Tanwir.ID Kanal Tafsir Mencerahkan

Faham Feminisme Tidak Bertentangan dengan Islam?

feminisme
Sumber: freepik.com

“Aneh ketika ada kelompok yang mengatakan jika islam hadir untuk mendiskriminasi perempuan. Padahal islam dalam kitab sucinya jelas menerangkan bahwa Islam hadir untuk melindungi kaum perempuan dan memuliakannya.”

Mungkin Sebagian khalayak umum sudah tidak asing lagi mendengar kata “feminism” ini. Bahkan beberapa tahun terakhir ini sangat menggema sekali pembelaan, aksi solidaritas dari faham yang merusak ini, yaitu feminism.

Istilah ini mulai dikenal dan berkembang pada tahun 1980-sekian, munculnya pemikiran ini tidak terlepas dari gelombang westernisasi, yang di dalamnya terdapat era postmodernisasi.

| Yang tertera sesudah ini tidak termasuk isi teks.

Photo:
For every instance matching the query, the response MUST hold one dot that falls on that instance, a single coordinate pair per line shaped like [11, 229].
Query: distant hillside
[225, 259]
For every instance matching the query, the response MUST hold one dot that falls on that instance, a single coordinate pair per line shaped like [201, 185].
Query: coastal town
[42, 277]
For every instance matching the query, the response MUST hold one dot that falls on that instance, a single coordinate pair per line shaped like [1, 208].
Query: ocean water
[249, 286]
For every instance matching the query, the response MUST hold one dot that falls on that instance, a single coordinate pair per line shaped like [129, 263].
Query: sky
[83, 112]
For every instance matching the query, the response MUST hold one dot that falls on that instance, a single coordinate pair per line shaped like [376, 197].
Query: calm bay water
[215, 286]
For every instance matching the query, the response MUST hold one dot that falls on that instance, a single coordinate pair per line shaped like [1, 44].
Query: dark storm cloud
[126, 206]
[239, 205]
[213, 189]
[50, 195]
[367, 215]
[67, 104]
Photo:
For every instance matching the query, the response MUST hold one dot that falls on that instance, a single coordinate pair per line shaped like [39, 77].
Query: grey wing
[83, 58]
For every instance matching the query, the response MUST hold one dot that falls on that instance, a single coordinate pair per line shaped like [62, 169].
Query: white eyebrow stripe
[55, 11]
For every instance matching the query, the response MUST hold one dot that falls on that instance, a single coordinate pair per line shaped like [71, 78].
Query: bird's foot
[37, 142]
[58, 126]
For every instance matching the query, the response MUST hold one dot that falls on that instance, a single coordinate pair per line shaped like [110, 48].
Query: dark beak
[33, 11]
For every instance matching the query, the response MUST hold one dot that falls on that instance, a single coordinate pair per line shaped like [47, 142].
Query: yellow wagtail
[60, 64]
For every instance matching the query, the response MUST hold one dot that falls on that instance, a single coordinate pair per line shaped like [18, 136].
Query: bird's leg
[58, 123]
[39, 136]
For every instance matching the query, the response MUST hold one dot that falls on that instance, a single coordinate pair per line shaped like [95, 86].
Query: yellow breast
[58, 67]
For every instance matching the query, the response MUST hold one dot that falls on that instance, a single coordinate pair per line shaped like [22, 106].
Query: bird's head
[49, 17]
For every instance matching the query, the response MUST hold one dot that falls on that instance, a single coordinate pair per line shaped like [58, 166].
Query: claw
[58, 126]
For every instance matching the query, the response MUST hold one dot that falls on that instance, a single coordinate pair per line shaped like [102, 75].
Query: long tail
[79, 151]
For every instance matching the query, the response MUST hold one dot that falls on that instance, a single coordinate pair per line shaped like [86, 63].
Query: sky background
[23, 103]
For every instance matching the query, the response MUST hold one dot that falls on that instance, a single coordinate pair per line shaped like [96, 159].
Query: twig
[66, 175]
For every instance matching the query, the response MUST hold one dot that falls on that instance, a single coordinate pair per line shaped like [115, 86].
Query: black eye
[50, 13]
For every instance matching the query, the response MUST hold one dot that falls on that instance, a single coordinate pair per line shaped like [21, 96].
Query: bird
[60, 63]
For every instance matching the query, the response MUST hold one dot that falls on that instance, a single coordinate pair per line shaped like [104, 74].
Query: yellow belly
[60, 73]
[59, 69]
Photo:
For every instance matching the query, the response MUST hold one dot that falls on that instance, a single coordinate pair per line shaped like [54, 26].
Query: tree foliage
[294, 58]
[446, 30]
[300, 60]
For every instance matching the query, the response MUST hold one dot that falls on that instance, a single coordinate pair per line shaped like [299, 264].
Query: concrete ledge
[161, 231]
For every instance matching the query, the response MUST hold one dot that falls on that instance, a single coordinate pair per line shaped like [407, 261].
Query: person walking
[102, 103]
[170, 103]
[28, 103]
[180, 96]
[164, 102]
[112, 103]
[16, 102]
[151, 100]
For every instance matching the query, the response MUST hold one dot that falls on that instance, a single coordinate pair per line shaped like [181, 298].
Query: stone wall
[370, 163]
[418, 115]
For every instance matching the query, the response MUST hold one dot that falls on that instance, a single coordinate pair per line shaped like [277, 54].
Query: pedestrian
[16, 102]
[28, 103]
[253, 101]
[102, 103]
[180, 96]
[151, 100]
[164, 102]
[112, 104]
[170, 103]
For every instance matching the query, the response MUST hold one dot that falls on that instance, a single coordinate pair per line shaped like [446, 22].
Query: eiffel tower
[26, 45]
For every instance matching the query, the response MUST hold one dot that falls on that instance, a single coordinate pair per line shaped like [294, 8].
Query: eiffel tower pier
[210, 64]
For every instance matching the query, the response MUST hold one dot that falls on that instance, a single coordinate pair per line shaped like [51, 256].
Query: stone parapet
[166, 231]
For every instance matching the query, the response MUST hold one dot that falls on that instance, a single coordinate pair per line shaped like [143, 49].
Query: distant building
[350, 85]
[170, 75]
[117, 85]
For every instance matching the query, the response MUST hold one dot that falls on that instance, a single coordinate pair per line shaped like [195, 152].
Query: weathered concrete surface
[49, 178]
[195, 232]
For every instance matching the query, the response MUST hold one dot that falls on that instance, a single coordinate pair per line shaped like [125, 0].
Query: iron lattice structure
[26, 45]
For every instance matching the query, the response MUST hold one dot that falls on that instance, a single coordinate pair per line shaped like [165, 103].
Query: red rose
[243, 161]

Pada masa inilah bangsa barat mulai memproduksi produk-produk pemikiran seperti faham relativism, equality, dan feminisme.

Jika kita melihat kembali ke sejarah, faham feminism ini lahir karena ketidakpuasan kaum perempuan terhadap dunia yang cenderung membatasi mereka untuk tidak bisa beraktifitas bebas seperti layaknya kaum lak-laki. Kaum yang membela faham ini kemudian membuat propaganda untuk bisa mendapatkan keadilan sebagaimana laki-laki mendapatkannya.

Ketika peradaban barat memasuki dunia islam, mereka banyak sekali melakukan pengkritikan terhadap syariat islam. Banyak dari mereka tidak terima dan membuat afiliasi untuk meruntuhkannya. Salah satunya adalah kaum feminism, yang dengan mengatas dalih mencapai kebebasan terhadap status dan persamaan peran antara laki-laki dan perempuan atau keseteraan gender.

Apa itu Gender ?

Melihat pengertian secara akademisi mengenai istilah gender ini, maka secara objektif tidak masalah memberikan artian gender ini. Helen Tierney misalnya, mengartikan bahwa gender sebagai sebuah konsep kultural yang berusaha membuat perbedaan antara laki-laki dan perempuan, dalam perilaku, mentalitas dan karakteristik emosional dalam kehidupan sosial masyarakat.

Jika gender yang dimaksudkan adalah sebagaimana pengertian di atas, maka bisa diterima oleh islam, tetapi yang menjadi bias adalah ketika istilah gender ini dibawa oleh kaum feminisme yang mengatakan, peran gender hanya berasal dari kontruksi sosial dan bukan alamiah dari Tuhan. Dengan demikian peran gender hakikatnya adalah relative, artinya dapat dilakukan oleh laki-laki dan perempuan.

Hal semacam inilah yang di gagas oleh para kaum feminis dimana kesamaan atau netral atas kondisi ideal laki-laki dan perempuan diperebutkan. Jika kenetralan ini dilanggar, maka dalam pandangan mereka kaum feminisme akan menimbulkan ketimpangan sosial, yakni diskriminasi terhadap kaum perempuan.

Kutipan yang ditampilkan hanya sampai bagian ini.